The statement of Jesus, simple as it was, was at the same time so thoroughly at variance with the commonly accepted idea as to the way of getting to heaven that it almost took the Pharisee’s breath. His question reveals his utter inability to grasp the idea of the Lord to its full extent…such a change in the field of morality seemed to him impossible, verging on the ridiculous, preposterous. How can a person, especially one of advanced years, deny the habits and customs of years? If that is to be done, then every person must really begin his life all over again, just as he came into the world. The very suggestion is unthinkable from the standpoint of reason, just as the idea of conversion, of regeneration, is preposterous in the opinion of the average self-righteous person. And therefore Jesus explains, once more with solemn emphasis, that the rebirth out of water and Spirit is absolutely essential, it is a prime prerequisite, for the entering into the kingdom of heaven. Spiritual regeneration by Baptism, through which the Spirit of God is given, is unavoidably necessary. Baptism is the means by which the Holy Spirit works regeneration, the new birth. Conversion is therefore in no way the works of man, but it is the work of God the Holy Ghost. To be born again or anew is to be born out of the Spirit, to receive from Him a new heart, a new mind, a new will. To gain this object, God uses Baptism as one of His instruments. This Sacrament actually works and gives new life; the water is not merely a symbol, but an actual means, through the power of the Word, in working salvation. But one that has been converted in this way, and has thus become a partaker of the grace of God, thereby enters into the kingdom of heaven, into the invisible Church; for the kingdom of God and the kingdom of heaven are identical.

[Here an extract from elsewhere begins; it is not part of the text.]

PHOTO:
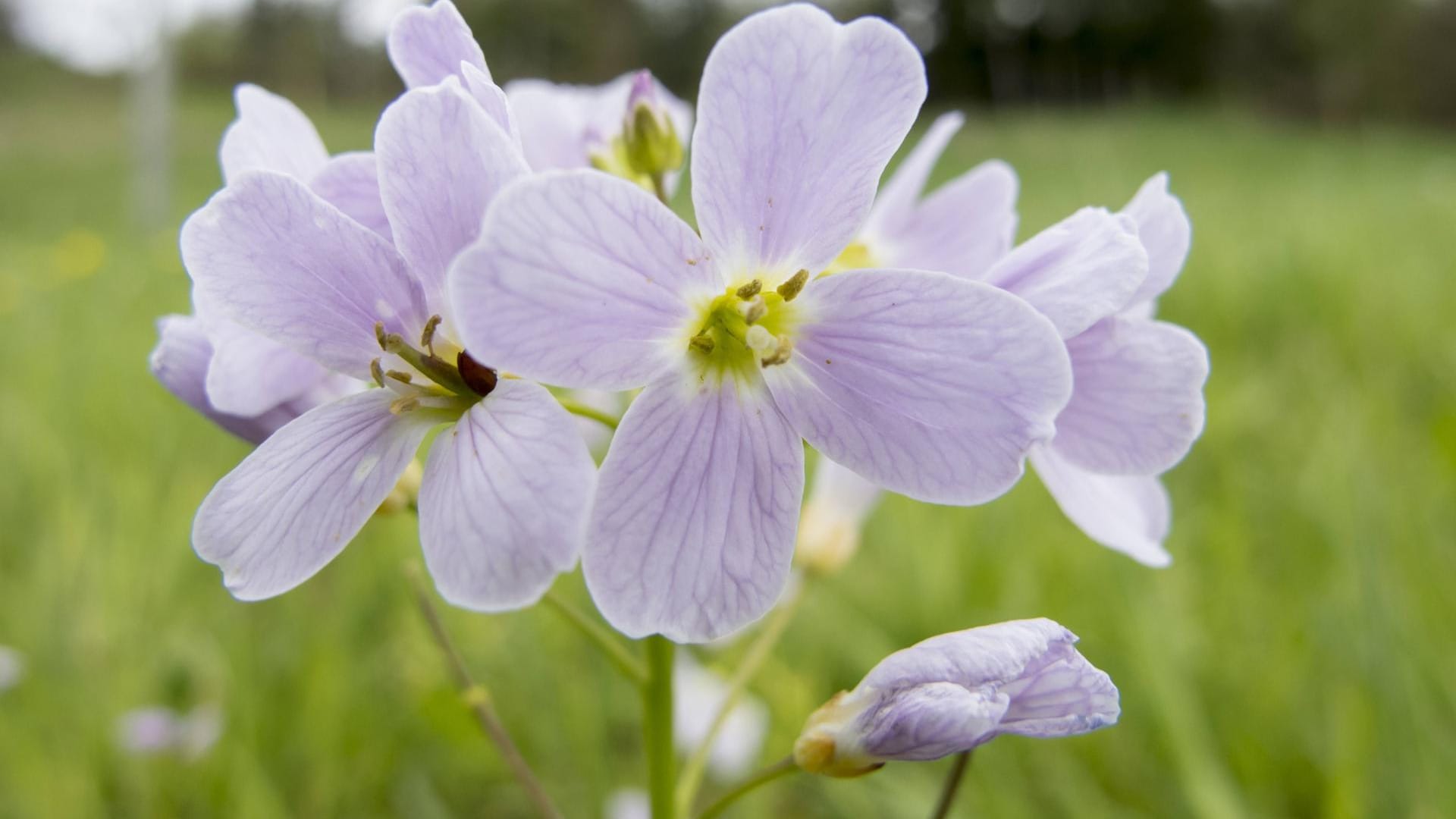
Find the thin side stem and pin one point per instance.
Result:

That His demand of an absolute regeneration is well founded is proved by the fact that all men, as they are born into the world, are flesh; theirs is a sinful, corrupted nature, alienated from God, hostile to God. The carnal-mindedness of natural man is enmity toward God. It is an irreconcilable contrast: all men carnally born, from carnal parents, by nature flesh and filled with the same sinful affections as the parents in their nature, and, on the other hand, that which comes into existence by the creative work of the Spirit in conversion, the new man, filled with divine life, with divine power from above, through the working of the Spirit. He that is born of the Spirit has the Spirit’s manner; his heart, mind, and will are directed to God and to that which pertains to God; such a one, and he only, is fit for the kingdom of God; he alone can receive the kingdom of God with its heavenly gifts and blessings. It should therefore not be a cause for wonder that a new birth is required for entrance into the spiritual kingdom. To natural man, indeed, it is a marvel, something that he can never fathom and understand, in just what way the Spirit of God works.

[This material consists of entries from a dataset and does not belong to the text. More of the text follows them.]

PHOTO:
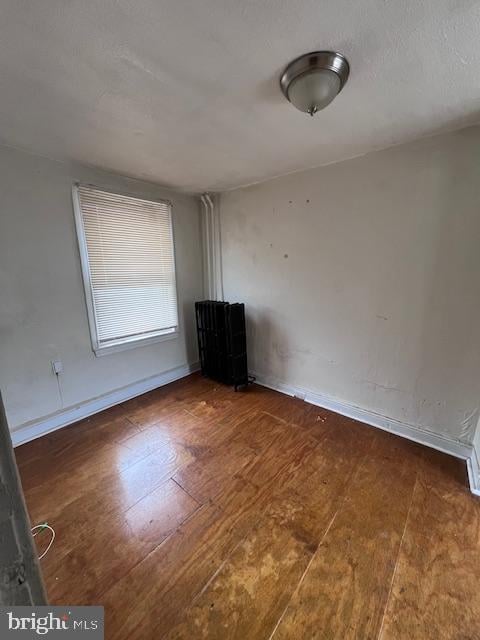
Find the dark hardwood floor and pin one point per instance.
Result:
(196, 512)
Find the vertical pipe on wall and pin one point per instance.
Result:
(212, 262)
(21, 582)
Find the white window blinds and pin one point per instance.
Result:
(128, 261)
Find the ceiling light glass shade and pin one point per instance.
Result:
(314, 90)
(312, 81)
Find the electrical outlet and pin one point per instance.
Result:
(57, 367)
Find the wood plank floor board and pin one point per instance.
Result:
(345, 589)
(194, 511)
(246, 597)
(435, 591)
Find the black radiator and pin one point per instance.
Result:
(222, 343)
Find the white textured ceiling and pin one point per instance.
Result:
(185, 92)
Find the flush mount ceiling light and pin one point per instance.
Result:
(313, 80)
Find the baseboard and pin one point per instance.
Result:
(38, 428)
(422, 436)
(473, 468)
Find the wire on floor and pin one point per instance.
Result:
(38, 528)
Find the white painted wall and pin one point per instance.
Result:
(361, 280)
(42, 304)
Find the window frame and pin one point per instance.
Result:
(123, 343)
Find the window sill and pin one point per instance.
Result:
(134, 344)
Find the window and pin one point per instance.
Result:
(127, 254)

The Lord tries to make His meaning clear by an example…there is the wind: it blows where it chooses; it come, it goes…but the beginning and end, the why and wherefore of the laws of nature are unknown, just as it is impossible for mere man to understand creative power. The blowing of the wind is done in absolute independence of any man’s will; no one can govern and fix its direction. And just so it is with the working of the Spirit of God: the process of regeneration cannot be ascertained by the application of the senses; that is a mystery of God. Only the results are apparent, and they are often of a nature to make us marvel. The regenerated person shows an entirely different manner than before his conversion. What he shunned before he now seeks; and what he sought and loved before he now hates. He is a new, a different person, all by the power of the Spirit. As the wind is free, not bound to any place, person, or time, so also the Holy Ghost. Just as the wind moves, drives, comforts, and penetrates everything, so it is also with the working of the Holy Ghost. The Holy Ghost does His work how and when He wishes to; He does His work in His own peculiar way.